Question

How to prove that the satisfiability problem with each clause containing at most 3 literals, denoted by <= 3SAT, is NP-complete.

Answer 1

I've tried to prove it for several minutes but I can't make sure if it is equivalent to the max-3-SAT problem? This problem seems similar to the proof of SAT ∝ 3-SAT except for the case where there are more than 3 literals in each clause. so, we could prove that a clause with more than 3 literals could be broken into several 3-SAT.

for example,

x1
& x2 ∨ x3
& x4 ∨ x5 ∨ x6
& x7 ∨ x8 ∨ x9 ∨ x10 ∨ x11

This is a typical SAT problem. If we could break the last clause into several clauses and prove they are equal to the original, then we prove SAT ∝ ≤3SAT.

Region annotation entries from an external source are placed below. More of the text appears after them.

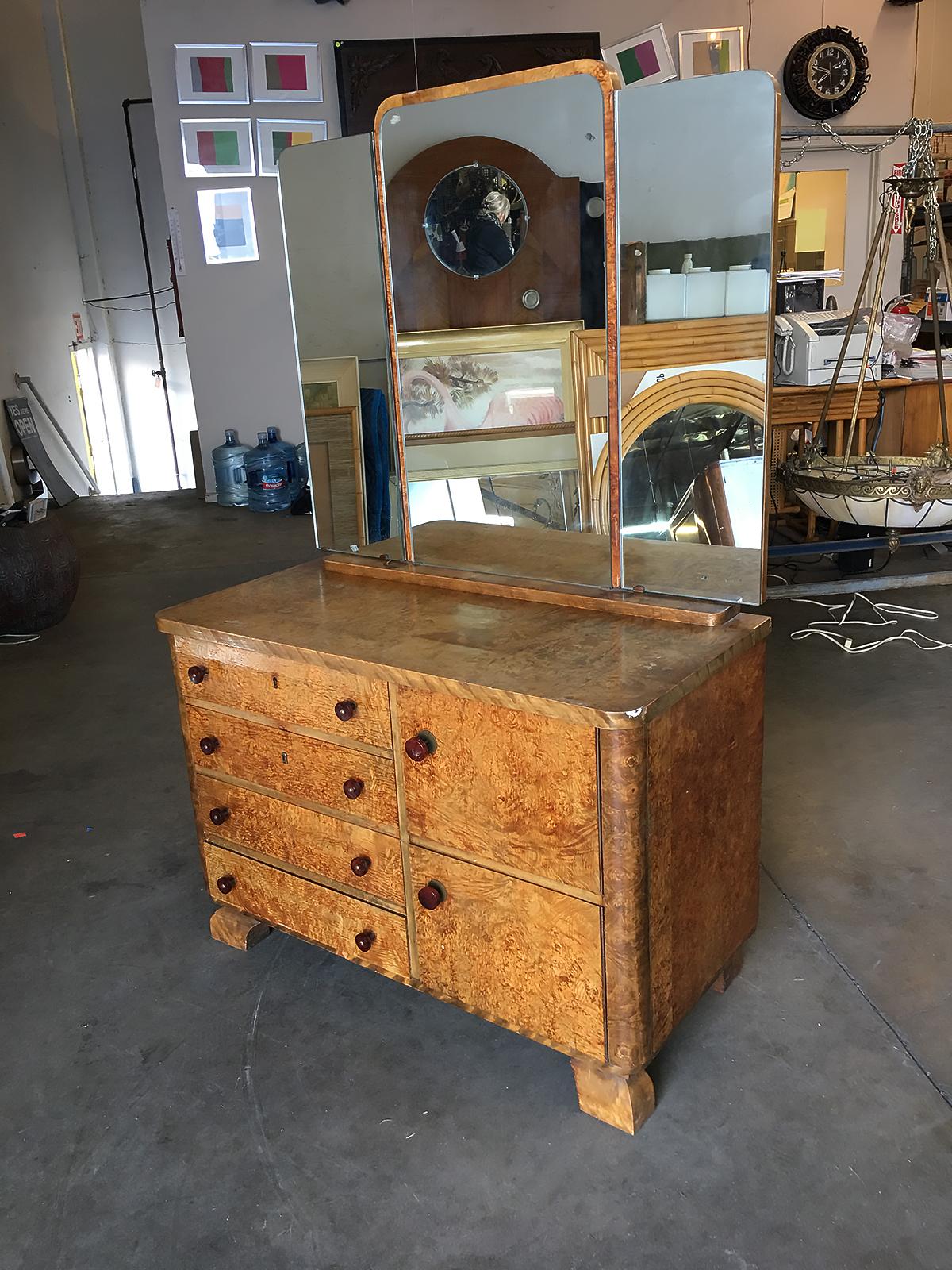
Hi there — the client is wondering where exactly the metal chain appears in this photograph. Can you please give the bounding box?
[781,118,931,167]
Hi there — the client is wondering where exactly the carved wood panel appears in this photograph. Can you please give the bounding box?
[334,30,601,137]
[383,137,582,332]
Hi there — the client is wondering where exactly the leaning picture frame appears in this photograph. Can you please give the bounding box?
[678,27,745,79]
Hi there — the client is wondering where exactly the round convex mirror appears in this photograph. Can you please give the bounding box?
[423,163,529,278]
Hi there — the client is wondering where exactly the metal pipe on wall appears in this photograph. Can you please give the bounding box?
[122,97,182,489]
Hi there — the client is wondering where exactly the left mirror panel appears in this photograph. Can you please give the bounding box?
[278,133,402,559]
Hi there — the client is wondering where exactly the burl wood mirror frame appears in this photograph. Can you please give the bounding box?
[373,59,622,589]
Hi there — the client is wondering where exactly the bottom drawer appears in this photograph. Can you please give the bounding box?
[202,842,410,979]
[410,847,605,1060]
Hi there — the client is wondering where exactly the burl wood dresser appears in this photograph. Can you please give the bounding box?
[159,557,770,1133]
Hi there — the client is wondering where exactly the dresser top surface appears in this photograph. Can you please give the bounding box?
[157,560,770,728]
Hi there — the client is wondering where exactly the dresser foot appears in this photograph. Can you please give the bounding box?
[208,904,271,952]
[571,1058,655,1133]
[711,944,744,992]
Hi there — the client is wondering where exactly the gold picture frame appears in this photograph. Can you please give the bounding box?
[396,320,584,446]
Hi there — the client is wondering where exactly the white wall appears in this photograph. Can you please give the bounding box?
[141,0,916,492]
[0,0,85,506]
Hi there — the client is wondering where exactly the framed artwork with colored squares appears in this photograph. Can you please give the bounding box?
[603,23,677,84]
[249,44,324,102]
[258,119,328,176]
[197,187,258,264]
[678,27,744,79]
[182,119,255,176]
[175,44,248,106]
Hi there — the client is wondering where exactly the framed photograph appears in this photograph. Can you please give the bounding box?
[175,44,248,106]
[678,27,744,79]
[182,119,255,176]
[397,321,582,441]
[301,357,360,415]
[197,187,258,264]
[603,21,677,84]
[258,119,328,176]
[249,44,324,102]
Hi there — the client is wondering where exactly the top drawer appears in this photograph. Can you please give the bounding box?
[397,688,601,894]
[174,640,392,749]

Fortunately, the way to break the last clause into 3-SAT is exactly the same as how it is done in SAT ∝ 3SAT.

That is, we add y1 and y2 and make the last clause become

x7 ∨ x8 ∨ y1
x9 ∨ -y1 ∨ y2
x10 ∨ x11 ∨ -y2

suppose they are denoted S' and the original clause is S. and, if S is satisfiable, then S' is satisfiable and if S' is satisfiable, then S is satisfiable

Since SAT, which is NP-complete, is polynomially reduced to ≤3SAT, ≤3SAT is also NP-complete.

However, The above proof is quite trivial if we already understand the proof of SAT ∝ 3-SAT.